The last morning saw a panel – which included Fouad Marei and Rana Jawad – on Alternative Governance and Voices. A bit of a rag-bag, it nonetheless came closest to shining a light on the real predicament of Syrians. Alexa Firat talked of the founding of the literary journal Awraq, in the midst of war, and its brave attempt to shape thinking for and about Syria’s future. Joshka Wessels looked at video activism, and while perhaps necessarily a little inconclusive, gave glimpses into the braveries, defiances and fears of those who are determined to witness (though not addressing the slew of false witness that is so routinely also borne, and which makes understanding events on the ground such a treacherous puzzle). This gave a sense of life’s continuing despite the surrounding madness – of people planning ahead for a future that they can only dimly see, but which they imagine, though tremulously, often with greater confidence than their politicians and those negotiating far above their heads.

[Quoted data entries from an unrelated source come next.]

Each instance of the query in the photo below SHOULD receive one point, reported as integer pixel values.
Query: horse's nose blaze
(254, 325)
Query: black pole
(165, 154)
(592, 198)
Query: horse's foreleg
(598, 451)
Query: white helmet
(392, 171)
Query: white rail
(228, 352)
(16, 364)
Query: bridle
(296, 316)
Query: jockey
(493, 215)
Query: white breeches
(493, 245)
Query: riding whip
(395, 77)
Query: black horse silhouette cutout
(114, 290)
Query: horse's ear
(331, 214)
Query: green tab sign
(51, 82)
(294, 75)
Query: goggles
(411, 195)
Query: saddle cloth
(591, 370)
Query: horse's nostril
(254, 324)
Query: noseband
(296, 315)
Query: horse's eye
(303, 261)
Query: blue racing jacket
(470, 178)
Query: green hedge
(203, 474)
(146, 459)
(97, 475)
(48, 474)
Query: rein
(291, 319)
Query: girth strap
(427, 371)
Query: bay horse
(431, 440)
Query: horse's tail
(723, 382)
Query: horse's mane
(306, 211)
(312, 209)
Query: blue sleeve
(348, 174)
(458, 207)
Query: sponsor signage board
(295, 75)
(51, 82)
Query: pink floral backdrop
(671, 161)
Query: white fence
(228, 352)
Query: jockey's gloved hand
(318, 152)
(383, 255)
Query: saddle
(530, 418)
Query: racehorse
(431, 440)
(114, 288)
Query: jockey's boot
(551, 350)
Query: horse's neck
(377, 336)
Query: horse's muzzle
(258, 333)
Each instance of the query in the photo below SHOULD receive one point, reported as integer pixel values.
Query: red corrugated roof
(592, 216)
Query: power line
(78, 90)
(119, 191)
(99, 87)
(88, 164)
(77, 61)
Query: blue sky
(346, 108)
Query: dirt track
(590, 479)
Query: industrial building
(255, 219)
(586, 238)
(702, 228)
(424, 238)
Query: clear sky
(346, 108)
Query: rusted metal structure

What I missed was a sense of creativity, of actually touching the stuff of imagination. Amongst the books on the bookstands outside the conference were piles of works on politics and international relations, Syrian history, jihadism and military theory. But I didn’t see a single novel, play or book of poetry. Yes, it was an academic conference, but it was also much more, and would have benefitted greatly from a reading or two from, even by, Syrian writers. The closest we got was a small pile of Critical Muslim’s excellent volume 11, Syria, with its splendid mélange of creative writing and sterner analysis.

I’d have loved to see a film, too, and there are many Syrian possibilities, of course. Because of its British Council links (the Council helped to fund it) I thought of the wonderful film Queens of Syria, recently shown in London and Brussels as part of the Council’s Syria: Third Space exhibition. It is a documentary, but a documentary of a rather special kind, following a re-interpretative production by Georgina Paget of Euripides’s Trojan Women, acted entirely by women refugees from Syria, now in Jordan. None had ever acted before, and they didn’t find it easy. All were afraid. “Many of the women only decided to show their faces on the last day of filming; this is an example of the reality of negotiating with fear,” the film’s director, Yasmin Fedda is reported as saying.

The resonance of Euripides down the centuries is extraordinary, and like the Trojan women gazing on lost Troy and lost lives, one of the Syrian actresses says “We were all queens in our own houses. It is like us: we lost everything.” Art, after all, helps us say things that are otherwise very difficult, sometimes impossible, to say. As one actress said, “Since I started this project, my life has been renewed.”